By Michael Hurley, CBS Boston
BOSTON (CBS) — As the “Where Is Roger?” chants echoed through a celebratory Gillette Stadium, it was obvious to any observer that the next two weeks will be filled with the storyline of Tom Brady seeking personal revenge against commissioner Roger Goodell. After all, there would be no better way for Brady to get back at the man who spent nearly two full years assaulting his character than to force him to hand over the Lombardi Trophy.
But in the mystifying saga known as “DeflateGate,” Roger wasn’t the only man to make Brady’s enemy list.
One man who’s sure to be on that list will be in the broadcast booth, providing color commentary on television for Fox.
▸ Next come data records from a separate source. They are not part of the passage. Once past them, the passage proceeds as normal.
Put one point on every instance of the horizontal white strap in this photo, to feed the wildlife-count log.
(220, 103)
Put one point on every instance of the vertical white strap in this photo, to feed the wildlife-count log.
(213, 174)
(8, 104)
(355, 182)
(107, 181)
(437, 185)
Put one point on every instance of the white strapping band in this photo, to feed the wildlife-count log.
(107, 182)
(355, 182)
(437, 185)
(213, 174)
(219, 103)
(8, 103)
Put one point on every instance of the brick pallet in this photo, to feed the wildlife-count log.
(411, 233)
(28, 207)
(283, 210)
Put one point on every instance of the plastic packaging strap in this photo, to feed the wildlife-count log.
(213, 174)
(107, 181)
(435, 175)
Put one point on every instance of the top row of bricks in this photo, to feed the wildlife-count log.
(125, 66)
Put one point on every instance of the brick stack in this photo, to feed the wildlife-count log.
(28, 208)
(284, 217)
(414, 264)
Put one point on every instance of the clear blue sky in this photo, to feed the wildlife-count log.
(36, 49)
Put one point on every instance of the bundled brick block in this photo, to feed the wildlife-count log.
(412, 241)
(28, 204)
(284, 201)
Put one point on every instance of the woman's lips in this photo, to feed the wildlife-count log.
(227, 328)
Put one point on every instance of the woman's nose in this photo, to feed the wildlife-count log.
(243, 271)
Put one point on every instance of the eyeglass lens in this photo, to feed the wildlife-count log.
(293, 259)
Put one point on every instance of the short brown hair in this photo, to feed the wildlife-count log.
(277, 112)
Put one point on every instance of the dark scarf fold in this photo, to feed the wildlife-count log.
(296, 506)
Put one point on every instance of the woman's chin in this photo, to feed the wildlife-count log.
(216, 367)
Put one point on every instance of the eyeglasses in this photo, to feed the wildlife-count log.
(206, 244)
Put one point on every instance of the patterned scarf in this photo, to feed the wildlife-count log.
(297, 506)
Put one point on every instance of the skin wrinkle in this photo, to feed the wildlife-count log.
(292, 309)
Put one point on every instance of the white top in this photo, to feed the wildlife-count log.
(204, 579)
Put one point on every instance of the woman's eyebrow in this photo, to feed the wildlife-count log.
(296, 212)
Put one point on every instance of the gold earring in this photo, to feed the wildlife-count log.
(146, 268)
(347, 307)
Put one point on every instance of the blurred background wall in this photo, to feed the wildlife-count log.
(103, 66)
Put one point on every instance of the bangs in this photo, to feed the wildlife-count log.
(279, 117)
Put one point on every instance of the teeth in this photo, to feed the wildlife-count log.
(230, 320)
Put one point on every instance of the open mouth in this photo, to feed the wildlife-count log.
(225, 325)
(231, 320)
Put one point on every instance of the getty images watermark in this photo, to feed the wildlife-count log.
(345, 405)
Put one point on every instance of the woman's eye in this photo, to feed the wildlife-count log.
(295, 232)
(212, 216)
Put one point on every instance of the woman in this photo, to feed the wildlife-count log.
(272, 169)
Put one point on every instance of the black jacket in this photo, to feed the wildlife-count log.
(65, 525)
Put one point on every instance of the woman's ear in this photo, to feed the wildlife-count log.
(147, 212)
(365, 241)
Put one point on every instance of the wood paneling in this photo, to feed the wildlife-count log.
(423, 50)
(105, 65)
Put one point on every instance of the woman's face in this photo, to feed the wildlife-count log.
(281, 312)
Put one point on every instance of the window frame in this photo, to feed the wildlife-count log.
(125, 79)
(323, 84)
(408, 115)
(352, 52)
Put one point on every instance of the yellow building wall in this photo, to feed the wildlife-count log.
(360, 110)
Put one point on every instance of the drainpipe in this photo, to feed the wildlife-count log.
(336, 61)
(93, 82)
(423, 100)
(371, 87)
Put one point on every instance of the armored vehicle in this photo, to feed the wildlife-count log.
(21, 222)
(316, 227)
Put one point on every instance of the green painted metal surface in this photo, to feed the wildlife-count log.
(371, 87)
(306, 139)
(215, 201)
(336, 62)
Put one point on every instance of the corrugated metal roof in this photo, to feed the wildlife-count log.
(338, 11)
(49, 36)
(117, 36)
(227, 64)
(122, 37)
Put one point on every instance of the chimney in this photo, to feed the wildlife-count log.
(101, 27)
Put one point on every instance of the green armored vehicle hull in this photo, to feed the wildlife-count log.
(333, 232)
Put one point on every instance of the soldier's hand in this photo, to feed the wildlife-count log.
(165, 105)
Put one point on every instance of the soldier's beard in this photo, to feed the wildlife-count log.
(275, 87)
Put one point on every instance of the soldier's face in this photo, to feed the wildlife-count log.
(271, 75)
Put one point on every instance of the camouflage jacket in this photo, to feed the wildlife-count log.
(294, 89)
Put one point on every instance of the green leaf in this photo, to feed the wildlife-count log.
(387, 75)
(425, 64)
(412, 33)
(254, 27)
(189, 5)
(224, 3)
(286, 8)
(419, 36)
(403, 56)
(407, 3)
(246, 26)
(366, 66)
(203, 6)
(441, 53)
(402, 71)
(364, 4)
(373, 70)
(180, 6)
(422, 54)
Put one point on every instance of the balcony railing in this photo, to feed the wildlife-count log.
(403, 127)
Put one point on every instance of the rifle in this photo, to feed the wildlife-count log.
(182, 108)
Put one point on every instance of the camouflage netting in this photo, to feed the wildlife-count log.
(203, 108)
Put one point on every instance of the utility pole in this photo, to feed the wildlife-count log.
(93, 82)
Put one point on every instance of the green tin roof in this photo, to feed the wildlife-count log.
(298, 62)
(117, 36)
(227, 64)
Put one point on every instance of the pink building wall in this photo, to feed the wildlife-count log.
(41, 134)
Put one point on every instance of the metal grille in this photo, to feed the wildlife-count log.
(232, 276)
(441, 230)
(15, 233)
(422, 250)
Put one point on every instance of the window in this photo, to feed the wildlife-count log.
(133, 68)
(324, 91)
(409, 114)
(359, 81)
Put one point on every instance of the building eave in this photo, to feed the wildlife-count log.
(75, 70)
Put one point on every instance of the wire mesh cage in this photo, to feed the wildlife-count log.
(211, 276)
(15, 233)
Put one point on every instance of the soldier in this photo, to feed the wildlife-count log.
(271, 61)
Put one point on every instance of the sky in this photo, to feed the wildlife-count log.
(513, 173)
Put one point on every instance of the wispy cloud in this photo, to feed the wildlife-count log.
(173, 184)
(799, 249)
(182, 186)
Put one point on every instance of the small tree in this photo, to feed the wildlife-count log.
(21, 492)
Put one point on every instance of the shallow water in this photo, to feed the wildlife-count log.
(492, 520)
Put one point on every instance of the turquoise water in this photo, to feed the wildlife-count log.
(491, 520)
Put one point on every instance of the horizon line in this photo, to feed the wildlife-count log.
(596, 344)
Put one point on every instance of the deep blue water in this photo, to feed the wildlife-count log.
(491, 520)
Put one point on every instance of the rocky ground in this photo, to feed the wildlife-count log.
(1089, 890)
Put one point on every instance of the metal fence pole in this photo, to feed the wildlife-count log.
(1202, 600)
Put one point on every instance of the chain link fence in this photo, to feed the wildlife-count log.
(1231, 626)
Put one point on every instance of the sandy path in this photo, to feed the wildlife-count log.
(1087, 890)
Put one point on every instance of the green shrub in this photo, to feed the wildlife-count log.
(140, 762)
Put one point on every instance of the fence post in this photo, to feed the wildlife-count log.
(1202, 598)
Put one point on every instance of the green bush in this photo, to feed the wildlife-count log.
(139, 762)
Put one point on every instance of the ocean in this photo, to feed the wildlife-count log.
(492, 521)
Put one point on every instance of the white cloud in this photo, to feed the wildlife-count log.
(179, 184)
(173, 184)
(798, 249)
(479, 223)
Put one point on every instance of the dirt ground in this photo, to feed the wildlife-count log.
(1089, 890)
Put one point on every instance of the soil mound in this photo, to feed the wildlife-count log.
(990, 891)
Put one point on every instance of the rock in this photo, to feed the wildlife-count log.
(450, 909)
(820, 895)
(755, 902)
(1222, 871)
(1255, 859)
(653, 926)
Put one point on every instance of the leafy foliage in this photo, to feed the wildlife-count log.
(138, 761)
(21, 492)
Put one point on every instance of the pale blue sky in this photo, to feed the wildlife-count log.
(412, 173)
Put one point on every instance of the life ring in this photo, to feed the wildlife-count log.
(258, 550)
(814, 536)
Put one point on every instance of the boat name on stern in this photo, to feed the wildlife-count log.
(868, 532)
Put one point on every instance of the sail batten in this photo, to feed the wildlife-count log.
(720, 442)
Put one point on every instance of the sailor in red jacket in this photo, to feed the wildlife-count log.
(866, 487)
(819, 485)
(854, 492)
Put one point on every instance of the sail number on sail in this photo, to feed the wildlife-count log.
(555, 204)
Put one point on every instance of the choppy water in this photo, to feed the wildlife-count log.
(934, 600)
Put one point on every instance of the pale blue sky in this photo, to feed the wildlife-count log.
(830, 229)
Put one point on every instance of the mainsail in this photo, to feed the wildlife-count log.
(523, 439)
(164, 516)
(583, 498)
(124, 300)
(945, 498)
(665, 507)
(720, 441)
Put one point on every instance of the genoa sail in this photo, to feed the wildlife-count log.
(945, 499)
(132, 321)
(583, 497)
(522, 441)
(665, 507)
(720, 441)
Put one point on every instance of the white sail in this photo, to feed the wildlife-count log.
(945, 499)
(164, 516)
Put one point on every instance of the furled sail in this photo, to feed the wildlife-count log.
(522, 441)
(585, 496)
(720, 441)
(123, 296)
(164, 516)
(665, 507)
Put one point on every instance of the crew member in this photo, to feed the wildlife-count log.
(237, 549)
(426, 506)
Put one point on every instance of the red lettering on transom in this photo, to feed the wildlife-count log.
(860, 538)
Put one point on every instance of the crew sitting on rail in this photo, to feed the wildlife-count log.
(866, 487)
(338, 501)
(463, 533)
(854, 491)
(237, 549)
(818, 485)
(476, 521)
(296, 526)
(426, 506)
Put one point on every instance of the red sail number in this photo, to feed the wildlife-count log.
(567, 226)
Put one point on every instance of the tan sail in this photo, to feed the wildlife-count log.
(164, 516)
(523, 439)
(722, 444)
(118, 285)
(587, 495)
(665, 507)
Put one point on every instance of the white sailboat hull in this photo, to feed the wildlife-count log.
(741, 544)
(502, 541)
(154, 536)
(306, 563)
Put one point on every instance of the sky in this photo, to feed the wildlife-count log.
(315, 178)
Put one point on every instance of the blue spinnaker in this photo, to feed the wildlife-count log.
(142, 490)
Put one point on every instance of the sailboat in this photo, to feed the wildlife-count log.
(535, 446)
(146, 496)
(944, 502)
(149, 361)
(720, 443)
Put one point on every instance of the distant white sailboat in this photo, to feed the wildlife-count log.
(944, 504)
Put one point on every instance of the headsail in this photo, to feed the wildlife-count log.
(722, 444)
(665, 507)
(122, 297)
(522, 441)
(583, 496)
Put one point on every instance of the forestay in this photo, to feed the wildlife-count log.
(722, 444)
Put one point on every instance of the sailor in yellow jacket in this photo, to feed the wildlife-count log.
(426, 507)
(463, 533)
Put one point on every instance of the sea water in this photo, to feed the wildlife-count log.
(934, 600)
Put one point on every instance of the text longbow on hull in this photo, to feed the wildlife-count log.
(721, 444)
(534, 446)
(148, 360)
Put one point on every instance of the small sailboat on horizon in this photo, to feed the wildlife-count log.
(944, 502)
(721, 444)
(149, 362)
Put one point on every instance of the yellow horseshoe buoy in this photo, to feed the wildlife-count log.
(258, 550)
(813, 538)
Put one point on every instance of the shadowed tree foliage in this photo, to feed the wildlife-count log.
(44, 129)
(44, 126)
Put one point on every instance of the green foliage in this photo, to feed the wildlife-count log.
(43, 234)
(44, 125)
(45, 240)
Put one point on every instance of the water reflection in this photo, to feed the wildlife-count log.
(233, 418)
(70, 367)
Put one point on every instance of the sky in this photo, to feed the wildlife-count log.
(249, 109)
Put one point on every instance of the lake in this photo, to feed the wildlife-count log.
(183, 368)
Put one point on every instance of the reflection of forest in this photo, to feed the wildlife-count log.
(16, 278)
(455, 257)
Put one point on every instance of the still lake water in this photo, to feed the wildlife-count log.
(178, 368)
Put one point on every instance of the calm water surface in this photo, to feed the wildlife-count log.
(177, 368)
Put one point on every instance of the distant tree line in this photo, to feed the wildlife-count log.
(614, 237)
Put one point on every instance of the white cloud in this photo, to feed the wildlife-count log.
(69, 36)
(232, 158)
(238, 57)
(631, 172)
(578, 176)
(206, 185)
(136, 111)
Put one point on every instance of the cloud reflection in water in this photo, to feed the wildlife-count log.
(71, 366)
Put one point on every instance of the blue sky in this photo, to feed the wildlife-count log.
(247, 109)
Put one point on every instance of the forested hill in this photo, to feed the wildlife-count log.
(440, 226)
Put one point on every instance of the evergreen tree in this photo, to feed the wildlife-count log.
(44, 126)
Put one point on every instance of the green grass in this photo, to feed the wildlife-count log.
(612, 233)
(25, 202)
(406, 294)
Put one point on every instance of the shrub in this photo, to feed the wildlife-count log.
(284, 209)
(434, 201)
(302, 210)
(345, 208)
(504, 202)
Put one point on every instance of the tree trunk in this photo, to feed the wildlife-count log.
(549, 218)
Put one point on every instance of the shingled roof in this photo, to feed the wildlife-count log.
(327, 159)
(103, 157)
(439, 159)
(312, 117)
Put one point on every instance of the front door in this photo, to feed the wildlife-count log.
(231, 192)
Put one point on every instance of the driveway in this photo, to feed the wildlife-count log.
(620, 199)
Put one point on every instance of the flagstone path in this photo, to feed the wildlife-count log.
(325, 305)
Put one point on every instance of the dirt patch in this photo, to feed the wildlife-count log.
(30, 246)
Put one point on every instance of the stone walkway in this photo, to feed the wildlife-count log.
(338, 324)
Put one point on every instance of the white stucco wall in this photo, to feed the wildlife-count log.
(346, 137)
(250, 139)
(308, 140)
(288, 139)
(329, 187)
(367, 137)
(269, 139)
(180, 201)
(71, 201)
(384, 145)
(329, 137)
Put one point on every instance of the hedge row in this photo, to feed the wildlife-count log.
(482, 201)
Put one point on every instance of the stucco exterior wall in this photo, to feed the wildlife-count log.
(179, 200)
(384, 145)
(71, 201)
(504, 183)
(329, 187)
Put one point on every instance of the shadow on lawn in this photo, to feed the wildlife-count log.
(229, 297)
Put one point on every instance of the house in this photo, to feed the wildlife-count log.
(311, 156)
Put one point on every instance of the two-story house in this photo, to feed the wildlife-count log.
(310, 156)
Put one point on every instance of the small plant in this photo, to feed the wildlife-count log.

Troy Aikman, a three-time Super Bowl champion himself, was among the loudest and most confident critics willing to label Brady with a scarlet “C” for “cheater.”
A brief refresher:
“It’s obvious that Tom Brady had something to do with this. … For the balls to be deflated, that doesn’t happen unless the quarterback wants that to happen, I can assure you of that. Now the question becomes did Bill Belichick know about it?”
“Now twice under Bill Belichick, and possibly a third time, they’ve cheated and given themselves an advantage. To me, the punishment for the Patriots and/or Bill Belichick has to be more severe than what the punishment was for the New Orleans Saints.”
“Every quarterback has the footballs the way that they like them. But here’s the difference, is that once they go through inspection and balls are either accepted or rejected, that’s the end of the story. That’s it.
“I still haven’t seen where anyone has been … where it’s been determined that air was not let out of the balls. I haven’t read anywhere where that now is a certainty, that, ‘OK, well no one deflated the balls.’ And if that happened, if balls were deflated, as I said a week after it all happened, if balls were deflated, I will go to my grave saying that Tom Brady knew that the balls were then being deflated. Because the only reason balls are deflated is because that’s how the quarterback likes the footballs.”
Aikman didn’t reach the verge of tears on live television, so his comments didn’t quite reach the folk level status of those of Mark Brunell. Still, the opinion was quite strong.
Of course, over time, it was proven that the footballs weren’t deflated. Experts in science and physics from around the country proved this to be the case, and the NFL tacitly admitted its reality when the strict recording of PSI levels during the 2015 football season was quickly changed into just being “spot checks” to make sure the chain of custody was never broken with the balls.
Those who jumped to premature conclusions remained unchanged, and there’s nothing on the record about Aikman ever changing his tune. With his first opportunity to call a game quarterbacked by Brady since the “scandal” coming in this year’s Super Bowl, viewers at home can know that Brady is acutely aware of the rush to judgment by the Hall of Fame quarterback.